We want to create a reference queue for the notes that are to be played, and the functionality to play them using the functions we've previously created:

const notesInQueue = [];

function scheduleNote(beatNumber, time) {
  // Push the note on the queue, even if we're not playing.
  notesInQueue.push({ note: beatNumber, time });

  if (pads[0].querySelectorAll("input")[beatNumber].checked) {
    playSweep(time);
  }
  if (pads[1].querySelectorAll("input")[beatNumber].checked) {
    playPulse(time);
  }
  if (pads[2].querySelectorAll("input")[beatNumber].checked) {
    playNoise(time);
  }
  if (pads[3].querySelectorAll("input")[beatNumber].checked) {
    playSample(audioCtx, dtmf, time);
  }
}

Here we look at the current time and compare it to the time for the following note; when the two match, it will call the previous two functions.

AudioContext object instances have a currentTime property, which allows us to retrieve the number of seconds after we first created the context. We will use it for timing within our step sequencer. It's extremely accurate, returning a float value accurate to about 15 decimal places.

let timerID;
function scheduler() {
  // While there are notes that will need to play before the next interval,
  // schedule them and advance the pointer.
  while (nextNoteTime < audioCtx.currentTime + scheduleAheadTime) {
    scheduleNote(currentNote, nextNoteTime);
    nextNote();
  }
  timerID = setTimeout(scheduler, lookahead);
}

We also need a draw() function to update the UI, so we can see when the beat progresses.

let lastNoteDrawn = 3;
function draw() {
  let drawNote = lastNoteDrawn;
  const currentTime = audioCtx.currentTime;

  while (notesInQueue.length && notesInQueue[0].time < currentTime) {
    drawNote = notesInQueue[0].note;
    notesInQueue.shift(); // Remove note from queue
  }

  // We only need to draw if the note has moved.
  if (lastNoteDrawn !== drawNote) {
    pads.forEach((pad) => {
      pad.children[lastNoteDrawn*2].style.borderColor = "var(--black)";
      pad.children[drawNote*2].style.borderColor = "var(--yellow)";
    });

    lastNoteDrawn = drawNote;
  }
  // Set up to draw again
  requestAnimationFrame(draw);
}

Putting it all together

Now all that's left to do is make sure we've loaded the sample before we can play the instrument. We'll add a loading screen that disappears when the file has been fetched and decoded. Then we can allow the scheduler to start using the play button click event.

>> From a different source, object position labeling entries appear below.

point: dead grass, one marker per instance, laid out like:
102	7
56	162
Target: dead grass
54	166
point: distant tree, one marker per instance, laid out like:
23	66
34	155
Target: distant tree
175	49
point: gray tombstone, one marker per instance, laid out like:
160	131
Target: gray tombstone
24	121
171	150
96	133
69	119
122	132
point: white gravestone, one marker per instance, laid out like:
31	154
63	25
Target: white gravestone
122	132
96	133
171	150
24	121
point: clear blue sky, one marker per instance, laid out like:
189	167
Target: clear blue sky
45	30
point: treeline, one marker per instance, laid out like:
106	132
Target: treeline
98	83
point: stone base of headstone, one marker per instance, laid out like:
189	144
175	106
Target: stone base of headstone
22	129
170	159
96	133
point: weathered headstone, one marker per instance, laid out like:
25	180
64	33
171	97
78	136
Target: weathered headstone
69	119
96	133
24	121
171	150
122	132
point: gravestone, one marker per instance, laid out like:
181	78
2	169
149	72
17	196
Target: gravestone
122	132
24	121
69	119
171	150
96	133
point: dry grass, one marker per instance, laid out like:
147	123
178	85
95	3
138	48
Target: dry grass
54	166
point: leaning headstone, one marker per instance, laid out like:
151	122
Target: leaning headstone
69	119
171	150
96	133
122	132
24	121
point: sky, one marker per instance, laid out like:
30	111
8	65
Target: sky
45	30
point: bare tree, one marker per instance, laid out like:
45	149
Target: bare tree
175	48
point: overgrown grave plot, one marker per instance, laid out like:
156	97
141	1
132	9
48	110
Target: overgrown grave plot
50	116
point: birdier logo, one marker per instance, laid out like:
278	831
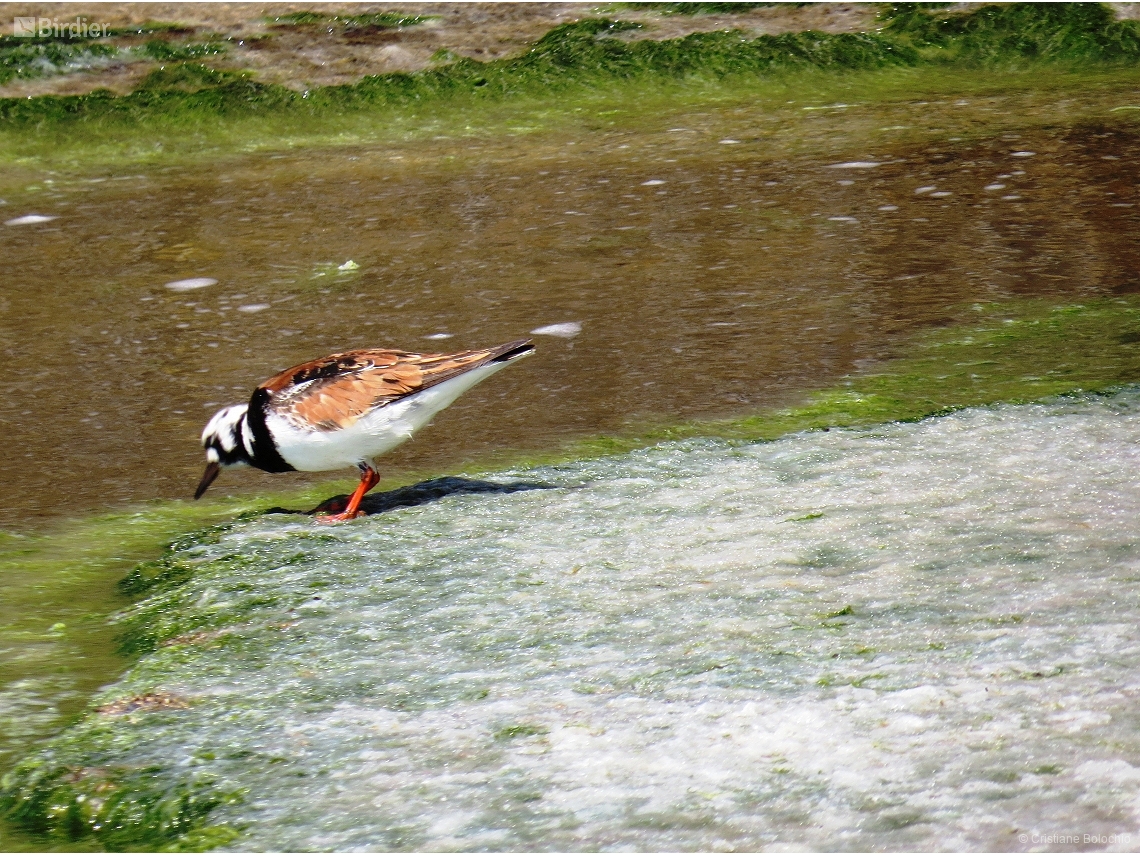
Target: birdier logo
50	27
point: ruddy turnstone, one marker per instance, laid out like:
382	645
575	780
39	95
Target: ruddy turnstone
344	410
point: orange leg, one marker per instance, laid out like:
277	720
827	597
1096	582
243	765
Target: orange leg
368	479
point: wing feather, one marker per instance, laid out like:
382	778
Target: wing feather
333	392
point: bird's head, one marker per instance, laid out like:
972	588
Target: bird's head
224	439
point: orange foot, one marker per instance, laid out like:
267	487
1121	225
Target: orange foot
368	479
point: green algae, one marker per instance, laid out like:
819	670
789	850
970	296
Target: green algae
1019	351
1016	351
573	62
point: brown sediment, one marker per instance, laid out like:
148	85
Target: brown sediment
303	57
752	273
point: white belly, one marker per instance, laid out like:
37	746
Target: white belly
375	433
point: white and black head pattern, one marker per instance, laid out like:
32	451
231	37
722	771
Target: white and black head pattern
225	437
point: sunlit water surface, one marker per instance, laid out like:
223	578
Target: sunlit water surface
710	275
917	636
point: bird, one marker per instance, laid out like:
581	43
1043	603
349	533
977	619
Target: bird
344	410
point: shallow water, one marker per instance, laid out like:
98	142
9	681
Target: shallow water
710	274
919	636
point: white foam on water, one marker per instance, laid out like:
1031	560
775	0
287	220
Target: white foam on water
914	636
30	220
201	282
569	330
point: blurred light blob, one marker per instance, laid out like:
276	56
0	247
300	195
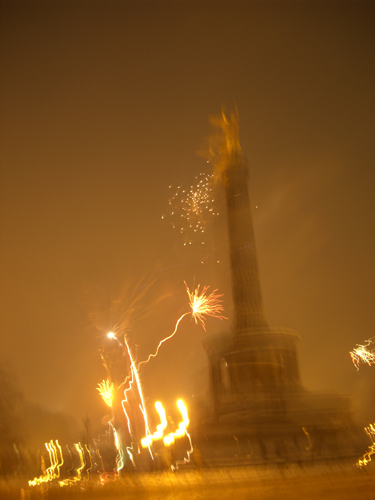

// When the sample has loaded, allow play
const loadingEl = document.querySelector(".loading");
const playButton = document.querySelector("#playBtn");
let isPlaying = false;
setupSample().then((sample) => {
  loadingEl.style.display = "none";

  dtmf = sample; // to be used in our playSample function

  playButton.addEventListener("click", (ev) => {
    isPlaying = !isPlaying;

    if (isPlaying) {
      // Start playing

      // Check if context is in suspended state (autoplay policy)
      if (audioCtx.state === "suspended") {
        audioCtx.resume();
      }

      currentNote = 0;
      nextNoteTime = audioCtx.currentTime;
      scheduler(); // kick off scheduling
      requestAnimationFrame(draw); // start the drawing loop.
      ev.target.dataset.playing = "true";
    } else {
      clearTimeout(timerID);
      ev.target.dataset.playing = "false";
    }
  });
});

Summary

We've now got an instrument inside our browser! Keep playing and experimenting — you can expand on any of these techniques to create something much more elaborate.